Brexit Party leader Nigel Farage warned that “after months of stalled negotiations, our resolve is being tested” on Brexit, and urged Prime Minister Boris Johnson to ensure that the UK remains free of European Union rules at the completion of the withdrawal process on December 31st.
Mr Farage said that he expects anti-Brexit campaigns to be continued by big businesses in Britain, pressuring the government to accept greater economic alignment along the lines of the Single Market and the Customs Union.
“But if we were to go down the weak and cowardly route we would arguably be in a worse place in economic terms than being in the EU,” Farage wrote in the Sunday Express.

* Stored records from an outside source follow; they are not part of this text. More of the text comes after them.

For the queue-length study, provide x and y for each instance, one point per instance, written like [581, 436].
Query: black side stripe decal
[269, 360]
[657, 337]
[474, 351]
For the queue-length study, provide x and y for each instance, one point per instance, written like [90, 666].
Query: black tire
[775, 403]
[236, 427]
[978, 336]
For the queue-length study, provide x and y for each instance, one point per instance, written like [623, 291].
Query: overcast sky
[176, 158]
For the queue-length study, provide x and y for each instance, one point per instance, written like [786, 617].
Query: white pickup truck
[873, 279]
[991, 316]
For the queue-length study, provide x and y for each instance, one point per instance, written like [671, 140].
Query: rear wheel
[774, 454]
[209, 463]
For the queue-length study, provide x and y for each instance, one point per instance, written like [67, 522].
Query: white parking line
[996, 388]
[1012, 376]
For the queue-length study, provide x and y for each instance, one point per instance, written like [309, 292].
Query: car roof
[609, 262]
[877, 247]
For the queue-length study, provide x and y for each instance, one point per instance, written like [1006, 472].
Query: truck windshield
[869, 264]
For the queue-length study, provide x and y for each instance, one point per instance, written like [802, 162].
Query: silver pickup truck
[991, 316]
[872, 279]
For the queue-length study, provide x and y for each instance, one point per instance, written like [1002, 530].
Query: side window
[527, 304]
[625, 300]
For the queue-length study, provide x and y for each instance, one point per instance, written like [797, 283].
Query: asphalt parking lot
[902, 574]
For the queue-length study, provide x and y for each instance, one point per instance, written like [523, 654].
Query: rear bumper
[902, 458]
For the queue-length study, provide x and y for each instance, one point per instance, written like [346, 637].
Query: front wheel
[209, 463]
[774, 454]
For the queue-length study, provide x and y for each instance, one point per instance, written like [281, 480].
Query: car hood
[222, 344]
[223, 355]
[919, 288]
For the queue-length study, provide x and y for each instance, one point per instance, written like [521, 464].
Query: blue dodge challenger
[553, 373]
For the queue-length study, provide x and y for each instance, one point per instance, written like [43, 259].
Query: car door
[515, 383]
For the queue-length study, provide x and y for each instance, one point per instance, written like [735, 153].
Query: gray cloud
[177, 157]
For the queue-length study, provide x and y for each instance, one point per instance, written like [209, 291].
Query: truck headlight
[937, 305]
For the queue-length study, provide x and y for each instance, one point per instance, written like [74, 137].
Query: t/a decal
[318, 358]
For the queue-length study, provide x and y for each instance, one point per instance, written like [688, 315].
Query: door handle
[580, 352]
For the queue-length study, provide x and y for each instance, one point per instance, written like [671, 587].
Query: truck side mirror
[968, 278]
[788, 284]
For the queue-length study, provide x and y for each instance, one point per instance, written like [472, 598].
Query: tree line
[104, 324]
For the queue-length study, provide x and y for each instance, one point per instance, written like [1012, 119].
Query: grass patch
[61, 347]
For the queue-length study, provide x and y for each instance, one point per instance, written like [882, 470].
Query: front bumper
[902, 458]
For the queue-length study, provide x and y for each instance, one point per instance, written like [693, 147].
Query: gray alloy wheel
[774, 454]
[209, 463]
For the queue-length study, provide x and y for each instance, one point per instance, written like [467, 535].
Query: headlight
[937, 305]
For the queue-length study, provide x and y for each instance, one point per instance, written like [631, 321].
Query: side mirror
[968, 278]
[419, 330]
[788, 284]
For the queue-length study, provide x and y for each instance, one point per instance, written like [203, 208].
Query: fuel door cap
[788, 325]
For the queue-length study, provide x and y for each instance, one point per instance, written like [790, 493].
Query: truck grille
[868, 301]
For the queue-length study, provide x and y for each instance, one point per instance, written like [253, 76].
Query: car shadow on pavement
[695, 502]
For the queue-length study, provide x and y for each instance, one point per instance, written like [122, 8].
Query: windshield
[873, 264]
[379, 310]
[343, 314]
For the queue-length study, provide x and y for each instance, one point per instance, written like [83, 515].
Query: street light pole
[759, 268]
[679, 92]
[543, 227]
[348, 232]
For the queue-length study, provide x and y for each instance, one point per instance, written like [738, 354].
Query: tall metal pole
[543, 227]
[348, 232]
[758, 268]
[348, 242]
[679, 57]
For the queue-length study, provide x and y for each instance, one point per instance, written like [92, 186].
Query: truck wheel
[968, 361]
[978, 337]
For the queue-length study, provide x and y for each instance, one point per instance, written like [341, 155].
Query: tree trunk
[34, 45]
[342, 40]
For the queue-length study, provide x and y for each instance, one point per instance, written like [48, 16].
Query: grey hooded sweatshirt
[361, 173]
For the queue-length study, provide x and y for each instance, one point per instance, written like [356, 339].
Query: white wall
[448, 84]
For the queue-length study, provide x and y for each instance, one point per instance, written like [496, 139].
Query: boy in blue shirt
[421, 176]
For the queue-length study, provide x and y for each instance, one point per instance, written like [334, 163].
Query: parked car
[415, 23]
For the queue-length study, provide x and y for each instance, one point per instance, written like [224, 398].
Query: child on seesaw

“We would have to accept all of the rules that are made without having any influence of any kind at all. We would no doubt have to continue paying money to effectively be part of this club.”
“It would be Brexit in name only,” he pronounced.
Mr Farage said that when the United Kingdom completes the withdrawal process, the country must be “completely free of EU rules”, saying that “anything less than that would be a betrayal of the referendum vote and the huge general election victory”.
The arch Brexiteer said that if Johnson backtracks on the true intent of the Brexit movement, it would not only be incredibly damaging to the British public’s trust in democratic institutions, but would also be politically untenable for the Conservative Party.
“They have to know that we mean this. If Johnson was to fall at this last hurdle, he would find that the huge number of voters in the North who gave him his majority, had actually only lent their votes to the Conservative Party, and that they would desert him. Politically, I feel he has absolutely no choice,” he surmised.
Mr Farage did, however, heap some praise on the government’s chief Brexit negotiator, David Frost.
“Despite all my criticisms of the Conservative Party over the decades, I have to say I have been delighted with the actions and comments of our chief negotiator David Frost,” he wrote.
“After all the deceptions put upon us by Olly Robbins, it is heartening to hear Frost saying, again and again, we have to have a deal based on us being an independent country,” Farage added.
The leading Eurosceptic warned that the “greatest test” is still to come, however, noting that a realistic deadline to secure a trade deal with the European Union will be October, in order to permit time for the agreement to be ratified by European member state parliaments.
“Frost will face the EU, who are now feeling somewhat stronger than they were after the agreement reached for a Covid-19 package to help southern countries that were badly affected,” he warned. Farage added that Frost would also “face an EU which, through Chancellor Merkel and President Macron, feel that their project is back on track.”
Ultimately Mr Farage repeated the refrain that “no deal is better than a bad deal”, saying that any economic impact of a no-deal Brexit would be trivial in comparison to the fallout of the Chinese coronavirus and the ensuing national lockdown.
“The referendum was a decisive moment in the history of our islands. It was the moment we chose to be free,” Farage declared.